Key Highlights:
- Hyperliquid CEO Jeff Yan just took aim at centralized exchanges like Binance.
- He alleged that these exchanges are underreporting liquidation data amid a volatile market.
- The statements led to an unrest in the crypto market as netizens demand transperancy.
Jed Jeff Yan, the CEO and co-founder of decentralized trading platform Hyperliquid, took a dig at large centralized exchanges (CEXs). He claimed that CEXs such as Binance are hiding the actual extent of liquidation of assets during times of extreme market volatility. This statement has caused an uproar in the crypto sphere.
Hyperliquid CEO Takes Aim At Binance & Other Exchanges
In one of his posts on X, Yan implied that there are exchanges where the number of liquidation events in rapid succession is deliberately underreported. According to him, Binance, as an example, records only one liquidation per second, despite thousands of positions being closed at the same time. In his opinion, this practice gives a wrong impression of the market responses to fluctuations in prices.
“Hyperliquid’s fully on-chain liquidations cannot be compared with underreported CEX liquidations,” Yan wrote. He added, “Some exchanges publicly acknowledge that they aggregate liquidation data. In extreme cases, this could mean users see only one event when hundreds actually occur in the same second.”
Hyperliquid’s fully onchain liquidations cannot be compared with underreported CEX liquidations
Hyperliquid is a blockchain where every order, trade, and liquidation happens onchain. Anyone can permissionlessly verify the chain’s execution, including all liquidations and their… pic.twitter.com/K5sv74LJgO
— jeff.hl (@chameleon_jeff) October 13, 2025
The comments of Yan brought back the old issues in the industry as to why there was no transparency in centralized exchanges and their effect on the trust that the traders have. The founder compared CEX practices with the Hyperliquid model, stating that all the orders, trades, and liquidation on his platform are stored on the blockchain.
He observed that such an arrangement allows everybody to check up in real time all the activity in the market, as well as evidence of solvency, and fairness of liquidation. “The ability to permissionlessly verify execution and solvency is essential for financial integrity,” Yan stated. He further added, “Transparency and neutrality should be the baseline for the next generation of global markets.”
His remarks emerged during a wave of forced liquidations throughout the crypto industry, as plunge-priced leveraged positions were cleared. The tracking services, including Coinglass and Laevitas, have shown that over $1 billion worth of positions were sold off in a single day. However, on-chain analytics services on decentralized exchanges showed that the real numbers could be much greater.
The problem has led to an expanding philosophical gap between centralized and decentralized trading structures. Whereas CEXs, such as Binance, conduct transactions off-chain, decentralized exchanges (DEXs), such as Hyperliquid, transparently conduct transactions on publicly accessible blockchains. It implies that market activity can be audited independently by traders and analysts, but CEX users have to use the data feeds provided by the exchanges.
CEXs Defend Their Stance
In its defense, the advocates of centralized exchanges point out that the act of grouping or capping the liquidation data should mostly be seen as technical, as opposed to being deceptive. In some cases, CEX representatives have clarified that the real-time publication of every single liquidation event may overload systems and cause performance bottlenecks. Still others claim that aggregated reporting will assist in keeping a user-friendly interface that is not overloaded with dashboards when activity is high.

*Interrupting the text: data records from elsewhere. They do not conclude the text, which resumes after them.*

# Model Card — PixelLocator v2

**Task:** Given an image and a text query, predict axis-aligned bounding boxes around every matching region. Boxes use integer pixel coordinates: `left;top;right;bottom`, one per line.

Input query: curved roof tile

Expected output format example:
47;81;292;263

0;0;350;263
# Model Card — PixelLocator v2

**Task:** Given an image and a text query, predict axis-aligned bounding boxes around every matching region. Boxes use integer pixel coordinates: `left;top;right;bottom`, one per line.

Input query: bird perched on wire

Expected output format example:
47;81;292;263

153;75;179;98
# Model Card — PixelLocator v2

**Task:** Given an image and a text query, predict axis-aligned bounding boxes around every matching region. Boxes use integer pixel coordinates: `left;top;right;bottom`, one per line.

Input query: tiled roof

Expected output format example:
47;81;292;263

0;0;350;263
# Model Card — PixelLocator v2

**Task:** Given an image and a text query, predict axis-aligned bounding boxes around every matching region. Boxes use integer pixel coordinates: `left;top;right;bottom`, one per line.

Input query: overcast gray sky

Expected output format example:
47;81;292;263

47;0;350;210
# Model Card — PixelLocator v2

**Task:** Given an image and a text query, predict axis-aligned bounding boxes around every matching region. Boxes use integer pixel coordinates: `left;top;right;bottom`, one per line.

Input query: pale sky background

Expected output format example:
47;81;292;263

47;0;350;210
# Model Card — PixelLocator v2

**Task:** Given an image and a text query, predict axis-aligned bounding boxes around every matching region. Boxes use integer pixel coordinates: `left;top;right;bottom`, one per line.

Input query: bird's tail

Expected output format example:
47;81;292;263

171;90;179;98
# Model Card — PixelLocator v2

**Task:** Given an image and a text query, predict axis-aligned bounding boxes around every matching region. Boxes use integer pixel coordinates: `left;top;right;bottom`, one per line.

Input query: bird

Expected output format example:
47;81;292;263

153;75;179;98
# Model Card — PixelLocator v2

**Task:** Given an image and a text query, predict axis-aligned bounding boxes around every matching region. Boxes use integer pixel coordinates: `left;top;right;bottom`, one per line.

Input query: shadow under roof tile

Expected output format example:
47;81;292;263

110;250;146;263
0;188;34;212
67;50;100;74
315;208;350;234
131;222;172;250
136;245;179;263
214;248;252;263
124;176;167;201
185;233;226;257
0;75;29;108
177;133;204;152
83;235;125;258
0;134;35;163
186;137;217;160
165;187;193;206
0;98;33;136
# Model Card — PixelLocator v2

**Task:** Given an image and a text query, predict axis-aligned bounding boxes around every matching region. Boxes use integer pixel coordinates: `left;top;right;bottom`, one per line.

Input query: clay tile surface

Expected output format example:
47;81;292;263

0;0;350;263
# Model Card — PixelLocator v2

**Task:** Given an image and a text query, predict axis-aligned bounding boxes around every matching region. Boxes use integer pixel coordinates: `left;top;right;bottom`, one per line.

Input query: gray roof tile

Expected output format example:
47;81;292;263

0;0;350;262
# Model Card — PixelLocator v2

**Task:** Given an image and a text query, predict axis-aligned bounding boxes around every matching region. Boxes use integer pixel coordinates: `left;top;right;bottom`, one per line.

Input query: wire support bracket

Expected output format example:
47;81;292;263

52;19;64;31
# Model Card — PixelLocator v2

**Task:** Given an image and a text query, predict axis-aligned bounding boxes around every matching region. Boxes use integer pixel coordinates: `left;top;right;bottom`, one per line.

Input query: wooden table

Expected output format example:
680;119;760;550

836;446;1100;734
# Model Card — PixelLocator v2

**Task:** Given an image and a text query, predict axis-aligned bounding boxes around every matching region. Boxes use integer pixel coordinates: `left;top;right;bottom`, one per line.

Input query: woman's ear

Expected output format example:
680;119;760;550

Nevertheless, market analysts and market observers argue that such actions pose greater questions in the reliability of the market. They observe that when the liquidation updates, which are throttled or selectively presented, traders can get the actual risk exposure wrong. Cascading liquidation events may also be obscured by the lack of real-time visibility, and it would be more challenging to evaluate liquidity conditions or market stress.
The debate highlights the current state of transparency as a competitive variable amongst trading models. With more and more decentralized exchanges gaining traction and investors becoming more focused on verifiable information, industry participants are keeping an eye on whether centralized platforms can change how they disclose information.
Although Binance has not publicly responded to these allegations by Yan, the controversy has heightened the call for more explicit reporting standards throughout the industry. With traders requiring increased levels of transparency, the debate between central authority and on-chain responsibility continues to define the digital asset market.